Ils sont jeunes, parisiens, branchés et ouvrent des coffee shops et des brûleries new-look à tour de bras. Véritables sommeliers du café, ces baristas vont changer notre vision du p'tit noir.
Et de cinq! Aux Batignolles, Christophe Servell vient d'ouvrir une nouvelle boutique, d'où s'échappent de délicieux effluves de café fraîchement torréfié. Une brûlerie à l'ancienne? Pas exactement. Alors que l'artisan torréfacteur de jadis ne vendait que deux ou trois mélanges immuables, Terres de café propose, depuis 2009, une vingtaine de crus (ou cafés single origin, issus d'une plantation unique), renouvelés en fonction des coups de coeur.
Comme un caviste indépendant incollable sur ses vignerons, Servell connaît précisément l'origine, la variété botanique (l'équivalent du cépage), la technique de récolte et de séchage de chacun de ses cafés. Il peut parler des heures de la façon dont le terroir, comme pour la vigne, détermine le goût du breuvage final. Exemple? Un café poussé en altitude a plus de fraîcheur et d'acidité, gage de longueur en bouche et de richesse aromatique.

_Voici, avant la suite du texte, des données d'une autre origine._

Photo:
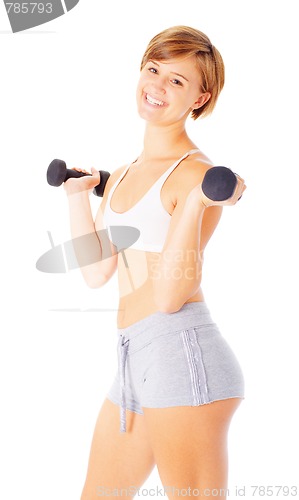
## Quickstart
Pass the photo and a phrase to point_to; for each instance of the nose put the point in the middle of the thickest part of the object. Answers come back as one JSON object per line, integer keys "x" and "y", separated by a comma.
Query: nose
{"x": 158, "y": 85}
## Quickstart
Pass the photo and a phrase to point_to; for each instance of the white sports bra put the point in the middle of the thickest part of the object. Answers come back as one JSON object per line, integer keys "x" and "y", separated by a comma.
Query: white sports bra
{"x": 148, "y": 215}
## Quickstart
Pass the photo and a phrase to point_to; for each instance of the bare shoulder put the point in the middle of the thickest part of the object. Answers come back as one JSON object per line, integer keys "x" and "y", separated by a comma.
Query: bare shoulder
{"x": 191, "y": 173}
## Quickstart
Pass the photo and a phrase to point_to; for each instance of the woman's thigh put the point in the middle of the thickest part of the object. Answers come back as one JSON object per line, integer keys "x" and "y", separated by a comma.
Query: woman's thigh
{"x": 118, "y": 462}
{"x": 190, "y": 447}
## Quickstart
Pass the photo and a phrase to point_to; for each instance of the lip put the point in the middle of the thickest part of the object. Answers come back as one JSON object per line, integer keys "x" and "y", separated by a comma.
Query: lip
{"x": 147, "y": 96}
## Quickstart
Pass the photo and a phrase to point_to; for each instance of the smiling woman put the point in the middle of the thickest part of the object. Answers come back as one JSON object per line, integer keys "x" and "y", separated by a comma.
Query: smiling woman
{"x": 186, "y": 42}
{"x": 178, "y": 382}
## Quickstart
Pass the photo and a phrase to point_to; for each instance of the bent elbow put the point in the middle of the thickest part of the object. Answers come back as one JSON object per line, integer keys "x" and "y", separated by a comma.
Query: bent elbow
{"x": 95, "y": 281}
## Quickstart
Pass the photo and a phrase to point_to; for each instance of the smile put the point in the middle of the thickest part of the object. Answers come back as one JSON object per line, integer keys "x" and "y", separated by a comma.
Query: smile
{"x": 153, "y": 101}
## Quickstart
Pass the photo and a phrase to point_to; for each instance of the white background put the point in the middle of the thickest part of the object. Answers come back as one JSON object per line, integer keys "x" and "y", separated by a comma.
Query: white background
{"x": 68, "y": 91}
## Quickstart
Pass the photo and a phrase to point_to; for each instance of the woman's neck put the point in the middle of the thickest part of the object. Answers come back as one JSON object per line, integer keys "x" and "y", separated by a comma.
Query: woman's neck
{"x": 162, "y": 142}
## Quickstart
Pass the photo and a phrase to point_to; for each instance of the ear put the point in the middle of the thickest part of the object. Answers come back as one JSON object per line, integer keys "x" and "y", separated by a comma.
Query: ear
{"x": 201, "y": 100}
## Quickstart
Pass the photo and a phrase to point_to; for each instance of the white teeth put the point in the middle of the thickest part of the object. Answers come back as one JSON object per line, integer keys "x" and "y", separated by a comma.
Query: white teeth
{"x": 152, "y": 100}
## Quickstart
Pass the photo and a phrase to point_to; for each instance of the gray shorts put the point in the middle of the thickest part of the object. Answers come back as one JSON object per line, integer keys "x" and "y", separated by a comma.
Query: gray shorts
{"x": 174, "y": 359}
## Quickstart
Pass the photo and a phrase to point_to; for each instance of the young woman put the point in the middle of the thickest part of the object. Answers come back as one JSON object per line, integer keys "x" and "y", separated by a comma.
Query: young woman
{"x": 178, "y": 382}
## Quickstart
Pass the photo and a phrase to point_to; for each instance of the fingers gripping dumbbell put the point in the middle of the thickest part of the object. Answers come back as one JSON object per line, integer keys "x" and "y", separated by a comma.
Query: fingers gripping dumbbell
{"x": 58, "y": 173}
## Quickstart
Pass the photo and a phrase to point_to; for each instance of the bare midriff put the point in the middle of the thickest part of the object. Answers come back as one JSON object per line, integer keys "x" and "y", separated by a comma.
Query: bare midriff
{"x": 136, "y": 297}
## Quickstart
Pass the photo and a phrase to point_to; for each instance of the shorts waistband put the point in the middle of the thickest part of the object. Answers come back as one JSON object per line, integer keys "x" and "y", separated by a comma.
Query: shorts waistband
{"x": 158, "y": 323}
{"x": 139, "y": 333}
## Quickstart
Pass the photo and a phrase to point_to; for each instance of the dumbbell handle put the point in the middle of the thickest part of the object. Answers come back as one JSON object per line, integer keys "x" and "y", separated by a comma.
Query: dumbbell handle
{"x": 219, "y": 183}
{"x": 58, "y": 173}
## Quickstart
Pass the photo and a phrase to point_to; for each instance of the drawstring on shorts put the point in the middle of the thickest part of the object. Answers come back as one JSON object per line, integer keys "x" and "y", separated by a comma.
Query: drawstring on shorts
{"x": 122, "y": 357}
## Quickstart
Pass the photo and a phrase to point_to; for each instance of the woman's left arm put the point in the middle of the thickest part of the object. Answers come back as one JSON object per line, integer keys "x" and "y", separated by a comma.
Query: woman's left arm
{"x": 178, "y": 272}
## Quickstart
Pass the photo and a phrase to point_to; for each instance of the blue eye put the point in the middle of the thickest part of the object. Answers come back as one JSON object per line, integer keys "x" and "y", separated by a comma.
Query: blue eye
{"x": 176, "y": 82}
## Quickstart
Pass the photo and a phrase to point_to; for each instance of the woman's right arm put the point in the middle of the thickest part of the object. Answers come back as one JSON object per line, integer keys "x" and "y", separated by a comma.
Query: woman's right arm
{"x": 95, "y": 254}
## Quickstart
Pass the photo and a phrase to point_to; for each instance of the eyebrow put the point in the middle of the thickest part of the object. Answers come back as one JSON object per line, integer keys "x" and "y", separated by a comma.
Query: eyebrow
{"x": 173, "y": 72}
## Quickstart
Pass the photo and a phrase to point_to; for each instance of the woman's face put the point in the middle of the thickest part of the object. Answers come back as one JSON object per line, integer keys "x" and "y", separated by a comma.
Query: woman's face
{"x": 167, "y": 91}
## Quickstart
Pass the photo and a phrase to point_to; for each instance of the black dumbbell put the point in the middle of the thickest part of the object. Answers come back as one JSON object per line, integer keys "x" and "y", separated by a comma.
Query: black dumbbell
{"x": 219, "y": 183}
{"x": 57, "y": 173}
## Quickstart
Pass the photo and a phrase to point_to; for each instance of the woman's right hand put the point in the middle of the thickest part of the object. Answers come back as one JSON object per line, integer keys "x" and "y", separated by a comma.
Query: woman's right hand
{"x": 85, "y": 183}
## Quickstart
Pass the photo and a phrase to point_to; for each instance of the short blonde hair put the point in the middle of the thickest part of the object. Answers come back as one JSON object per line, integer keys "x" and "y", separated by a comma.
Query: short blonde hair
{"x": 181, "y": 42}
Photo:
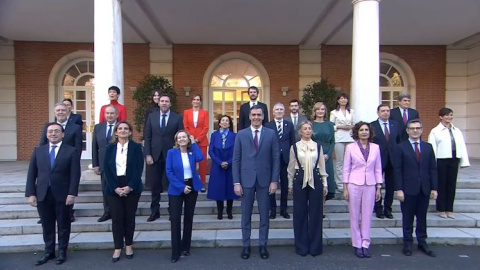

Pour en savoir plus? On s'installe au comptoir et on goûte. Le café du mois (1 euro), brioché et iodé à la fois, venu des îles du Vanuatu. Ou le poétique Inde Malabar moussonné (séché au vent de la mousson), puissant et boisé, avec des notes de cacao, de noisette et d'amande amère. Votre préféré une fois choisi, pour vous le moudre ad hoc, on s'enquiert de vos habitudes: expresso, cafetière à piston, filtre traditionnel? "On vend tous les types de matériel, de la mini-Moka italienne à poser sur le gaz à 15 euros à la machine expresso semi-pro à 800 euros. Inutile de se ruiner pour faire du bon café chez soi, explique Servell. En revanche, il faut réapprendre aux gens les bons gestes: utiliser de l'eau filtrée, garder le paquet entamé au frais, le consommer dans le mois."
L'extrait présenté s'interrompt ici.